In this regard, Arweave's privacy protection and data permanence features have special significance. On the one hand, data permanence does not necessarily conflict with privacy protection. It is entirely possible to achieve both privacy protection and commercial operation. On the other hand, the user's business value does not depend on the amount of money involved but on the number of service calls, ensuring that anyone can access professional legal services and avoiding the traditional legal system's exclusion of vulnerable groups.
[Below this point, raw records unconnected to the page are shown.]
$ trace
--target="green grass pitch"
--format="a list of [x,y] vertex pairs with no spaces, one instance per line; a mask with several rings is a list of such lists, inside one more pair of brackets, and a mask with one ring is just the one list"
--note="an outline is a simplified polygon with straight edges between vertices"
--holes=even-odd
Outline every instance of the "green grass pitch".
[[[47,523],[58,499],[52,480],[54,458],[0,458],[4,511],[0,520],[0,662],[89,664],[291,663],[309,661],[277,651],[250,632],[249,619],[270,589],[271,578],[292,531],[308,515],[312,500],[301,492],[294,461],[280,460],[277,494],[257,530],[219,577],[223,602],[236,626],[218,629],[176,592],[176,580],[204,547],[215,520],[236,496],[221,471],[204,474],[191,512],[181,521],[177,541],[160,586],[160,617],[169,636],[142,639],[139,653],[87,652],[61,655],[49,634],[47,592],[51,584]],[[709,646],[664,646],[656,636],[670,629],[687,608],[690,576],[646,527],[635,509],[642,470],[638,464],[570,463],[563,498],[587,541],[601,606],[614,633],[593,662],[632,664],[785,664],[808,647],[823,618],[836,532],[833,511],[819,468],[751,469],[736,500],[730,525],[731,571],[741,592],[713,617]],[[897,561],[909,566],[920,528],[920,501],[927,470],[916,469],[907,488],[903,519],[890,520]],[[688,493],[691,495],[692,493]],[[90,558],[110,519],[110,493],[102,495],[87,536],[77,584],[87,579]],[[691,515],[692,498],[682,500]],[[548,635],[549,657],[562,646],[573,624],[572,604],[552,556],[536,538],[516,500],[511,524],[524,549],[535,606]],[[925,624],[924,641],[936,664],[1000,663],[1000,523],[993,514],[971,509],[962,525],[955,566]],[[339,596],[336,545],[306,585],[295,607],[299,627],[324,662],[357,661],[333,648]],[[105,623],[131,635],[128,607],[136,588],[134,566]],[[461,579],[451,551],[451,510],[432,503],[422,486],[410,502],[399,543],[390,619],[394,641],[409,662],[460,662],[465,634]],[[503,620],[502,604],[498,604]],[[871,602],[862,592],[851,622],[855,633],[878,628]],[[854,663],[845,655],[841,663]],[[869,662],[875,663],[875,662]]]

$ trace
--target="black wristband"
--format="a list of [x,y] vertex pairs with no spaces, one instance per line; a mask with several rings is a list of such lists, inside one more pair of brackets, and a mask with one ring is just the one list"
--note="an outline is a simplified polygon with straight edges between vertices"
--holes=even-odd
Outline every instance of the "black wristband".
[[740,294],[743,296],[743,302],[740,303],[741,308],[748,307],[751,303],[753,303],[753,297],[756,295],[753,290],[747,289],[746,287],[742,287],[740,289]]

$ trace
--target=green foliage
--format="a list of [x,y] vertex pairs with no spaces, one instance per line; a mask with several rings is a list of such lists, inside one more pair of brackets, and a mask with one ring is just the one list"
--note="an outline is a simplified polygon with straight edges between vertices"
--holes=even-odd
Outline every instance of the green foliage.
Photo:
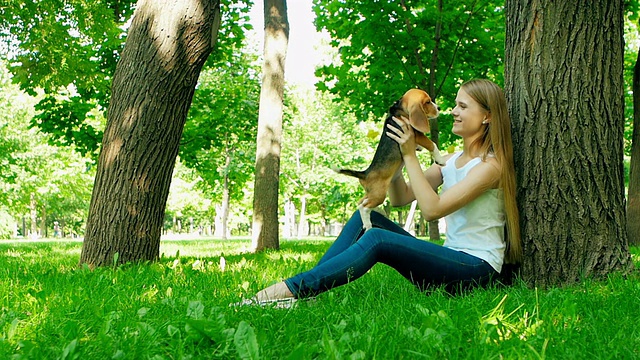
[[[0,42],[9,51],[13,80],[45,93],[33,125],[54,144],[74,144],[97,157],[111,80],[136,1],[9,0],[0,11]],[[223,1],[218,43],[209,63],[225,63],[244,40],[250,0]]]
[[0,206],[0,239],[10,239],[14,235],[16,223],[4,206]]
[[[410,88],[430,92],[447,109],[463,81],[502,83],[502,2],[444,1],[442,9],[437,0],[314,4],[316,27],[338,51],[336,61],[316,71],[323,78],[317,86],[348,99],[360,120],[382,116]],[[449,128],[441,126],[443,139]]]
[[[333,168],[366,169],[382,124],[358,122],[346,101],[329,93],[303,89],[292,93],[285,108],[290,121],[282,145],[282,198],[295,201],[298,209],[306,199],[305,215],[312,223],[346,221],[364,190],[357,179]],[[426,151],[419,156],[428,163]]]
[[49,228],[58,221],[67,232],[81,233],[93,184],[90,161],[73,147],[48,145],[47,136],[29,128],[38,99],[10,84],[6,68],[0,69],[0,208],[20,218],[34,196]]
[[260,95],[259,69],[249,55],[200,75],[180,145],[180,158],[220,201],[226,185],[232,199],[243,196],[253,175]]
[[77,267],[80,242],[0,243],[0,358],[638,357],[638,274],[452,297],[377,265],[290,310],[229,306],[330,244],[248,254],[249,240],[162,242],[156,263],[91,270]]
[[34,125],[54,135],[55,141],[75,143],[77,136],[78,149],[95,156],[104,123],[85,118],[91,109],[108,106],[124,24],[134,2],[10,3],[0,28],[10,47],[13,80],[30,95],[38,89],[47,95]]
[[640,37],[638,36],[637,13],[627,12],[624,38],[624,152],[630,156],[631,139],[633,137],[633,72],[638,60],[638,51],[640,51],[640,47],[638,47]]
[[293,94],[285,112],[290,122],[282,146],[281,193],[287,199],[305,197],[306,216],[315,223],[346,216],[346,205],[364,193],[356,179],[332,167],[366,167],[375,149],[375,140],[367,140],[363,129],[370,123],[354,127],[355,118],[343,102],[309,90]]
LEGALNOW: Making Professional Legal Services Affordable for Everyone

As mentioned earlier, the combination of AI and law is overshadowed by expert systems. However, with the emergence of GPT, everyone can access professional legal services. Still, such services have limitations:

General models cannot focus. General large models are like jack-of-all-trades, but for very specific details, users often need to provide more contextual prompts. However, users usually do not possess this specialized knowledge, making it difficult to fully leverage the power of large models.
Data security concerns. Legal information typically involves personal privacy, especially professional contracts, documents, and memoranda, which may directly reveal personal, company secrets, or information. Centralized servers cannot technically guarantee the security of information.
Customized services for specific needs. In some business scenarios, such as legal contracts involving multiple parties, it often requires the personal witness of professional lawyers to ensure the legality of legal texts and the absence of defects. The technology companies behind large models often cannot provide such services.

In view of this, LegalNOW has proposed its own solution:

The backend is based on the most powerful GPT-4 32k model and is trained and fine-tuned by top-tier senior lawyers. To provide the most professional feedback to large models, traditional large model training processes are usually completed by residents of third-world countries with relatively low wages, which may lack professionalism for specific needs. LegalNOW, incubated by LegalDAO, has thousands of professional lawyers who will be responsible for the feedback of legal terminology, striving to achieve the level of "ready-to-use" right out of the box.
24/7 lawyer-level legal support. Beyond simple large model conversations, LegalNOW is also building a support and service system, recognizing the specificity and professionalism of the law. LegalNOW will not hand everything over to machines but hopes to use the dual drive of human and machine to fill the global gaps in legal services.
User data is encrypted and stored using blockchain for permanent storage. Mind Network will be responsible for the privacy on-chain and circulation of user data, dispelling concerns about users' personal data being abused. Secondly, Arweave will permanently store all data, avoiding disputes.

In terms of business direction, LegalNOW currently focuses on contract drafting in the blockchain field. In the past, drafting such contracts was time-consuming, labor-intensive, and costly. However, under the LegalNOW service model, users can pay according to the number of calls.

Summary

The development of AI large models has spanned several years, but it still primarily focuses on creative fields such as writing and art rather than more standardized scenarios. This can be considered a "small shock" that AI has given to humanity. At the same time, people are eagerly hoping that AI can play a more significant role in productivity scenarios, such as in the fields of healthcare, law, or science.

LegalNOW's current attempt can be seen as a beginning. It is dedicated to creating genuinely universal legal service products. When combined with blockchain's privacy components, AI can become more secure and trustworthy. We certainly do not want to escape the privacy abuses of Web2 giants only to freely give our data to AI companies. Blockchain is almost the only solution to this problem.

In any case, the era of AI has arrived, and how we coexist with AI will be a question that everyone in the next era must consider. So why not start now by drafting a legal document.